I recognize that there is an attraction: I myself transplanted across the country for college to immerse in the unique tech culture and the innovation-over-tradition mindset that reigns supreme here. I have not been disappointed – Stanford’s entrepreneurial spirit has dragged me out of my comfort zone and my thinking is richer because of it.
I recognize that there is a need: Fast-growing companies are hiring thousands of new employees per year. These people come from all over the world to plant new roots are in Silicon Valley, and most are here to stay – many with their families, friends, and anyone else who is caught up in the “Second Gold Rush”.
But I also recognize that there is a problem. Housing prices are so astronomical that many people cannot afford to live in the Bay Area. Those who grew up here and planned to retire to their childhood region find themselves shut out by ever-climbing unaffordability. Those who seek to work here often end up selecting locations with extreme commutes in efforts to avoid high housing costs, but then pay for it in time and money burned through their travel. The impact of the ever-crowded housing market (and economy overall) on low-income individuals is so horrendous that it makes for an article all its own (so I will not try to treat it here).
The whole place feels like it is busting at the seams. The once-tranquil quality of the rolling California hills that my mom remembers from her youth has been lost to an increasingly urban feel. But there is more lost here than land share per person. California’s paradisiacal quality is not just a factor of its weather; this place is special for its embodiment of the American Dream.
It is – supposedly – a part of the world where anyone can grow and think and be and have space for the soul. Land of hippies and hooligans, artists and academics, gold-finders and gold-wearers…whoever you are, bring it to California.

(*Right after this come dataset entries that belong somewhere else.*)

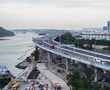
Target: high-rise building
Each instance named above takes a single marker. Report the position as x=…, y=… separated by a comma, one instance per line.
x=108, y=25
x=105, y=28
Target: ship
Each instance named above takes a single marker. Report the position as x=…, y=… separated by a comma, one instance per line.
x=5, y=76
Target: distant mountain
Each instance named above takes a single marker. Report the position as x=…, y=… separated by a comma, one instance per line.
x=4, y=32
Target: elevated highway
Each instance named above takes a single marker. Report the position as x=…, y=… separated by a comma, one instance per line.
x=95, y=59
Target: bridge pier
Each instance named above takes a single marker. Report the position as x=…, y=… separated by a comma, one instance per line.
x=96, y=75
x=49, y=59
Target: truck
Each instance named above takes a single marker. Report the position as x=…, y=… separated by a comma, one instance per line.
x=15, y=86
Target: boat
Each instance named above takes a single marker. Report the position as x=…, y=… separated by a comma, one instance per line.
x=5, y=76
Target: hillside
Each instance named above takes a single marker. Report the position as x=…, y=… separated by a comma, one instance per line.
x=4, y=32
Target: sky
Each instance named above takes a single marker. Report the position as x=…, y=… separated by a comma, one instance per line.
x=54, y=14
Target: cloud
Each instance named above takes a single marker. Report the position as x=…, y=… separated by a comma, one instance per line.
x=65, y=3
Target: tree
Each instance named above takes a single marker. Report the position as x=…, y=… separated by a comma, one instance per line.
x=36, y=54
x=74, y=79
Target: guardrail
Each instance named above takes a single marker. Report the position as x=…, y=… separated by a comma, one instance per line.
x=72, y=55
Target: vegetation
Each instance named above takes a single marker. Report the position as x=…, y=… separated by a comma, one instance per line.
x=74, y=80
x=36, y=54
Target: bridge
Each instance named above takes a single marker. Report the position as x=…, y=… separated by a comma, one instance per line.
x=95, y=59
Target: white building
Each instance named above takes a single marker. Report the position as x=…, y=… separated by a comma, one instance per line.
x=95, y=34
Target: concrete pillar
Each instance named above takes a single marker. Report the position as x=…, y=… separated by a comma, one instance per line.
x=96, y=75
x=49, y=58
x=67, y=64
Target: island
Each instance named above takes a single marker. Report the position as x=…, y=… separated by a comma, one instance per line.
x=4, y=32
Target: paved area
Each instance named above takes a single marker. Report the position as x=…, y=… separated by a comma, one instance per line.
x=51, y=76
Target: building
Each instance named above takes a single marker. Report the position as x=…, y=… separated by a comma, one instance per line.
x=108, y=25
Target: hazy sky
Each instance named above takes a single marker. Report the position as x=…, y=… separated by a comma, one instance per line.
x=57, y=14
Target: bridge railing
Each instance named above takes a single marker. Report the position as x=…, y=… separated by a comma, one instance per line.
x=87, y=59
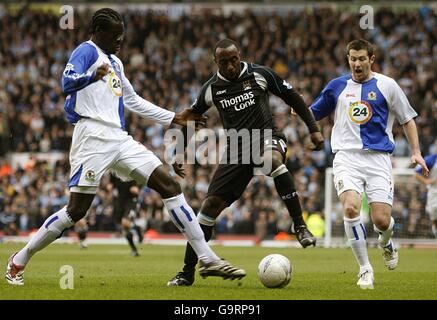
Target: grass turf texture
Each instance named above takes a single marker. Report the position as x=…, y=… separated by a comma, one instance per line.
x=109, y=272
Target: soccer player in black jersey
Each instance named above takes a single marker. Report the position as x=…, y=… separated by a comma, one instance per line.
x=240, y=92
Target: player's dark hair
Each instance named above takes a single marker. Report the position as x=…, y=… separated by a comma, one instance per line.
x=225, y=43
x=103, y=18
x=360, y=44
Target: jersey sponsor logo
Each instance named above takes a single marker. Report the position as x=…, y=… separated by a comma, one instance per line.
x=360, y=112
x=115, y=84
x=287, y=85
x=371, y=96
x=239, y=102
x=90, y=176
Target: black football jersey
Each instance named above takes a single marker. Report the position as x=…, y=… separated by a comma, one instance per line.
x=244, y=103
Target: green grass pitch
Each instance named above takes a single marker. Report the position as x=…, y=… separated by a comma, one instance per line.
x=109, y=272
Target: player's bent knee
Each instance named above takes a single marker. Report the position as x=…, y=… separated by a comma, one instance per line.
x=382, y=223
x=350, y=211
x=213, y=205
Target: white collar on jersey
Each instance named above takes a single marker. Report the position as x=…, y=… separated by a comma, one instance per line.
x=91, y=42
x=241, y=73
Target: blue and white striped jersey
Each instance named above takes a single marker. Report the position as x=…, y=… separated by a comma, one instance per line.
x=103, y=100
x=364, y=112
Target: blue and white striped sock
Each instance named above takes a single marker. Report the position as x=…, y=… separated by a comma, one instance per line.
x=356, y=234
x=184, y=218
x=51, y=229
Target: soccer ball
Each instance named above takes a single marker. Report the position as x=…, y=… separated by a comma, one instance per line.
x=274, y=271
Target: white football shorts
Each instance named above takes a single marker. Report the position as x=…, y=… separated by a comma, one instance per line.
x=364, y=171
x=97, y=148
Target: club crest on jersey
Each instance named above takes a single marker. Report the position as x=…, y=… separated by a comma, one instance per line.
x=360, y=112
x=90, y=176
x=371, y=95
x=246, y=85
x=115, y=84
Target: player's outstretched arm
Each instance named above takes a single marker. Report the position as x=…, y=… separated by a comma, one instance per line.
x=182, y=118
x=410, y=130
x=77, y=75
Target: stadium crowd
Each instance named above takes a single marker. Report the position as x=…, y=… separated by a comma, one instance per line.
x=167, y=61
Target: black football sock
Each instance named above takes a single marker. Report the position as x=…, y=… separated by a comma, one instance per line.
x=139, y=232
x=285, y=187
x=190, y=259
x=130, y=240
x=82, y=235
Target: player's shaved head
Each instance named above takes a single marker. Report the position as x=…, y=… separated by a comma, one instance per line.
x=107, y=30
x=224, y=44
x=103, y=19
x=360, y=44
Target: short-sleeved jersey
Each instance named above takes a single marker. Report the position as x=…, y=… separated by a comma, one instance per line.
x=364, y=112
x=103, y=100
x=243, y=103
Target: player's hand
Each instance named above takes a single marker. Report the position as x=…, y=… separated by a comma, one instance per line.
x=317, y=141
x=179, y=169
x=182, y=118
x=101, y=71
x=418, y=159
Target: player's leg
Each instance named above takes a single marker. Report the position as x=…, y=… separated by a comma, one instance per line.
x=87, y=168
x=81, y=229
x=227, y=185
x=275, y=151
x=51, y=229
x=379, y=191
x=126, y=225
x=383, y=224
x=349, y=183
x=184, y=218
x=211, y=207
x=356, y=234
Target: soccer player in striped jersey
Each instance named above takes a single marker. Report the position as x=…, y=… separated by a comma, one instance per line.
x=98, y=91
x=365, y=104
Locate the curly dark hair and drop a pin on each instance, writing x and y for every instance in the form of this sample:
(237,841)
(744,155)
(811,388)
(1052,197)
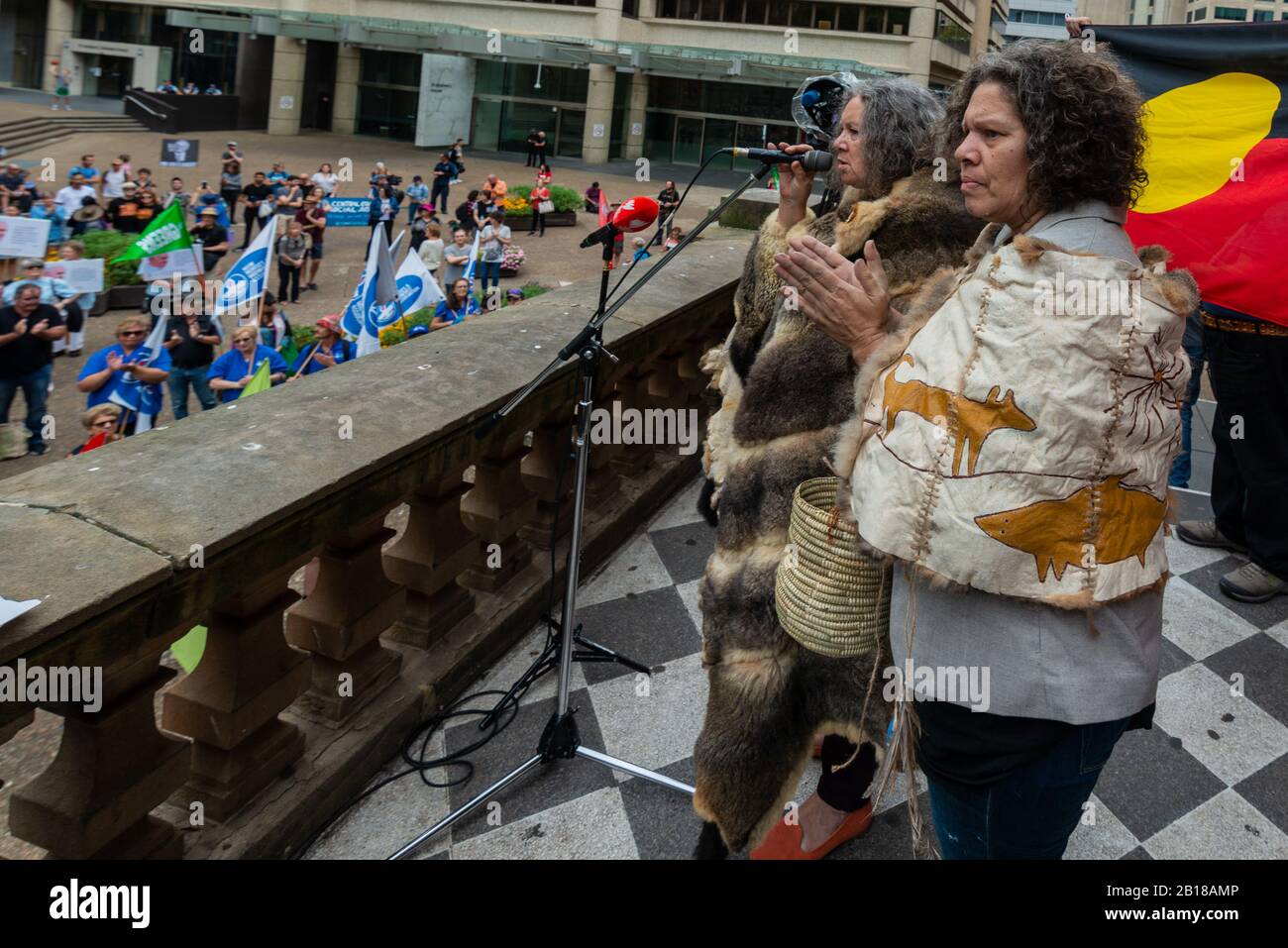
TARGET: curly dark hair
(1082,114)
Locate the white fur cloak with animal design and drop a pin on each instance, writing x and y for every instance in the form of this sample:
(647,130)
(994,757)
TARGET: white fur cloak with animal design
(1055,491)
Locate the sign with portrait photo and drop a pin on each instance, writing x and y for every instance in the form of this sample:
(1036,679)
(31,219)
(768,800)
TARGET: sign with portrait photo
(179,153)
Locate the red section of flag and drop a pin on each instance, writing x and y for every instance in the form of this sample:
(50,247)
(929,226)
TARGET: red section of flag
(95,442)
(1231,239)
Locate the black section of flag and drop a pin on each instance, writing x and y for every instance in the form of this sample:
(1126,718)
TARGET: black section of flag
(1166,56)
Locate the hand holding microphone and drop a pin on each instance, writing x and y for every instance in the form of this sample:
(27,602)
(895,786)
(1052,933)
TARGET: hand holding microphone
(797,185)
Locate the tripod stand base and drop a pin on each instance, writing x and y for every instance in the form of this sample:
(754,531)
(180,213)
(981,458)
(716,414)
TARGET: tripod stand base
(555,728)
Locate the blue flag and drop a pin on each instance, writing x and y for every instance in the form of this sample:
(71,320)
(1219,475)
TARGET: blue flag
(248,278)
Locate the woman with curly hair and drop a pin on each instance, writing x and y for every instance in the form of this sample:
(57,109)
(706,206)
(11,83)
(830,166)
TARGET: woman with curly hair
(1026,527)
(786,393)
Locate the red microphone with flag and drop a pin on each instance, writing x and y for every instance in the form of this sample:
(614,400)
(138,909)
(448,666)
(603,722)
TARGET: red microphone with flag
(634,214)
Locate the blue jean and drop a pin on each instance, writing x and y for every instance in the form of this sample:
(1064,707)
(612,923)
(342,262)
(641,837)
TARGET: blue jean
(1030,813)
(178,384)
(1193,344)
(35,390)
(490,272)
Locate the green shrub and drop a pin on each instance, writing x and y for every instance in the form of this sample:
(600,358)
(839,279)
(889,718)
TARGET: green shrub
(565,198)
(107,245)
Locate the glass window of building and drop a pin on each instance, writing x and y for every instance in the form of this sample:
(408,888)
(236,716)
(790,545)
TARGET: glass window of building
(953,34)
(387,94)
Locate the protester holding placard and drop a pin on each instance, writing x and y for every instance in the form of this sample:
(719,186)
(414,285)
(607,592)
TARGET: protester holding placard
(55,292)
(85,277)
(213,239)
(27,333)
(327,350)
(72,197)
(48,209)
(290,262)
(312,218)
(258,197)
(86,170)
(124,364)
(102,423)
(14,188)
(191,340)
(232,371)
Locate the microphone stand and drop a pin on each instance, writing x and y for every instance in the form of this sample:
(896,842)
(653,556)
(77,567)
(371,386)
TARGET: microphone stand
(561,740)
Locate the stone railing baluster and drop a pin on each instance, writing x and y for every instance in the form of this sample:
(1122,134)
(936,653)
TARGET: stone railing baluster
(230,703)
(340,621)
(436,548)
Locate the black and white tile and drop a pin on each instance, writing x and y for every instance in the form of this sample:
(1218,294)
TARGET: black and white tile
(1209,781)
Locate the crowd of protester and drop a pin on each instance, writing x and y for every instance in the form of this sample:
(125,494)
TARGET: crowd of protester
(44,317)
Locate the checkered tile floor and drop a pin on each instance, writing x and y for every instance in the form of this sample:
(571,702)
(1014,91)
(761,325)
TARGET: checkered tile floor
(1210,781)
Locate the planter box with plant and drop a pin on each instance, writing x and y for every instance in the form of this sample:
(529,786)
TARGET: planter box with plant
(123,286)
(518,210)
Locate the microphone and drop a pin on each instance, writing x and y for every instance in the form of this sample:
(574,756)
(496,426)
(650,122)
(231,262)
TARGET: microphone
(634,214)
(810,161)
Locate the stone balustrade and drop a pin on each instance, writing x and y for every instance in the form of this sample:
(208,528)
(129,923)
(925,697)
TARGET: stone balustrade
(426,554)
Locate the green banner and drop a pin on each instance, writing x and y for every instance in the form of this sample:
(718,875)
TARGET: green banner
(161,236)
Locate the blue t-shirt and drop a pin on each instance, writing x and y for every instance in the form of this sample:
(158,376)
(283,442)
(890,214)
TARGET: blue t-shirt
(232,368)
(442,312)
(56,218)
(124,384)
(338,353)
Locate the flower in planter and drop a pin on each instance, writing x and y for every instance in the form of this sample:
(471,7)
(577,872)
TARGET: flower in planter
(513,258)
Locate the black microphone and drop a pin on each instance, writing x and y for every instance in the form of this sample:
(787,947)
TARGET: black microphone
(810,161)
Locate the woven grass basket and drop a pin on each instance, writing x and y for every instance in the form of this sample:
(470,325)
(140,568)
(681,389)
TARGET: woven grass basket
(831,597)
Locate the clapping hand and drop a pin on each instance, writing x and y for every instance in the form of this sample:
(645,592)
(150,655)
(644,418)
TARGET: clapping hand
(848,301)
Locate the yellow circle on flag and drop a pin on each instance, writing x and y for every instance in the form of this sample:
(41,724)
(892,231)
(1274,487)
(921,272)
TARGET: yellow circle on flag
(1199,134)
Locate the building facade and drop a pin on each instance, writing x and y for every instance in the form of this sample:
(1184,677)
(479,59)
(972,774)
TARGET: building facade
(1042,20)
(666,78)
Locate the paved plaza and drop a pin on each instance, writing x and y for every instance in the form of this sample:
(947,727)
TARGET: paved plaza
(1210,781)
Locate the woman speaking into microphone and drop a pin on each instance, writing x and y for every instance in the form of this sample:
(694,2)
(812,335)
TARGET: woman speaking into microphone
(787,389)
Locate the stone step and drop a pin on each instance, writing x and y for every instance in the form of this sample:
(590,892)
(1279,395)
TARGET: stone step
(35,132)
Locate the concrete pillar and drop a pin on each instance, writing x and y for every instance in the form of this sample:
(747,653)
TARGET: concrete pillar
(599,115)
(59,25)
(634,147)
(286,88)
(344,114)
(921,26)
(980,27)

But I think it has changed, or is, at the very least, changing. And the population inundation is not helping. The more people we add, the more the stress and press of humanity crimps the very culture. No longer a laid-back, happy-go-lucky dreamworld, the palpable pressure is so intense that suicide rates at high schools are five times the national average, for example.
Are we ruining something wonderful by our determination to live within its midst? I think we should all stop to consider the question – ideally before paying to rent a tent in someone's backyard. Maybe there is just not room.